I've been playing with rstudio server on an old laptop with linux mint (debian) installed.
I've always ran on windows, so I've never taken advantage of parallel
or multicore
packages, and my goal was to learn rstudio server
as well as R linux
and how multicore processing could speed up my processes.

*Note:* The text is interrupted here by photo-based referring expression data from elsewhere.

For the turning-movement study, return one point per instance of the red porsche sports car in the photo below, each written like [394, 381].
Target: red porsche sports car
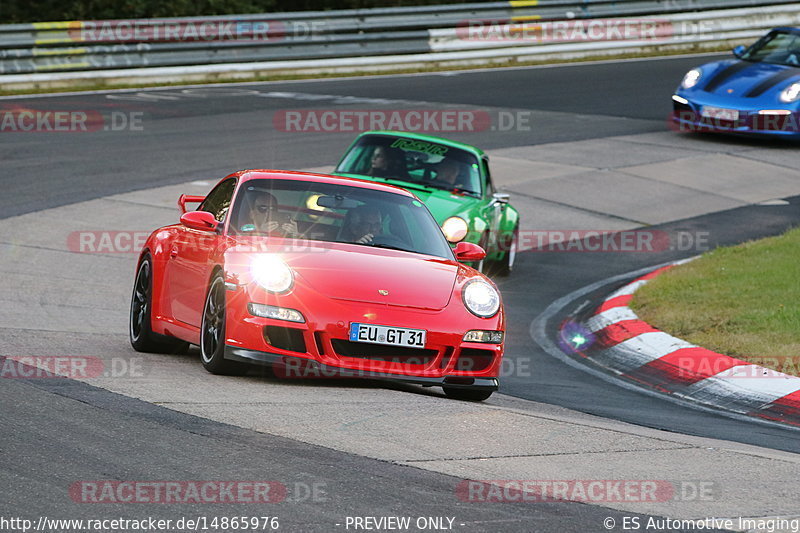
[348, 276]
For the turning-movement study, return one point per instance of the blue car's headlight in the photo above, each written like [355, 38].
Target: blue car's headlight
[791, 93]
[691, 78]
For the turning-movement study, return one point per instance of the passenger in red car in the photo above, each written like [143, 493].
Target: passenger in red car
[267, 218]
[362, 225]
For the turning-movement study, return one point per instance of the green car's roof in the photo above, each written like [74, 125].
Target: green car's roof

One main use of lapply that I use on an everyday basis looks like this:
f <- function(x) {
x1 <- data[1:50, x]
x2 <- data[51:100, x]
line <- c(paste0(mean(x1), " (", sd(x1), ")"),
paste0(mean(x2), " (", sd(x2), ")"),
t.test(x1, x2)$p.value)
return(line)
}
data <- data.frame(matrix(rnorm(2600, 85, 19), nrow=100, ncol=26))
names(data) <- letters
do.call(rbind, lapply(letters, f))
microbenchmark(
do.call(rbind, lapply(letters, f))
)
Median time is 21.8
milliseconds
Alternatively:
library(parallel)
microbenchmark(
do.call(rbind, mclapply(letters, f))
)
Median time is 120.9
milliseconds.
Why this huge difference?
The machine is a 2-core dinosaur. Is it that you do not see benefits until you are working with >= 4-core machines? Is my use case (column wise calculations of a data.frame) improper to see benefits?
Thank you!
Your data is to small to have an advantage against the overhead, try
f <- function(x) {
x1 <- data[1:50000, x]
x2 <- data[50001:100000, x]
line <- c(paste0(mean(x1), " (", sd(x1), ")"),
paste0(mean(x2), " (", sd(x2), ")"),
t.test(x1, x2)$p.value)
return(line)
}
data <- data.frame(matrix(rnorm(2600, 85, 19), nrow=100000, ncol=26))
instead and check the result. Your example took my laptop 7 and 17 median miliseconds, but my bigger example changes this into 120 and 80. So in my opinion it's (not only) the number of cores, but more the size of your data in this case.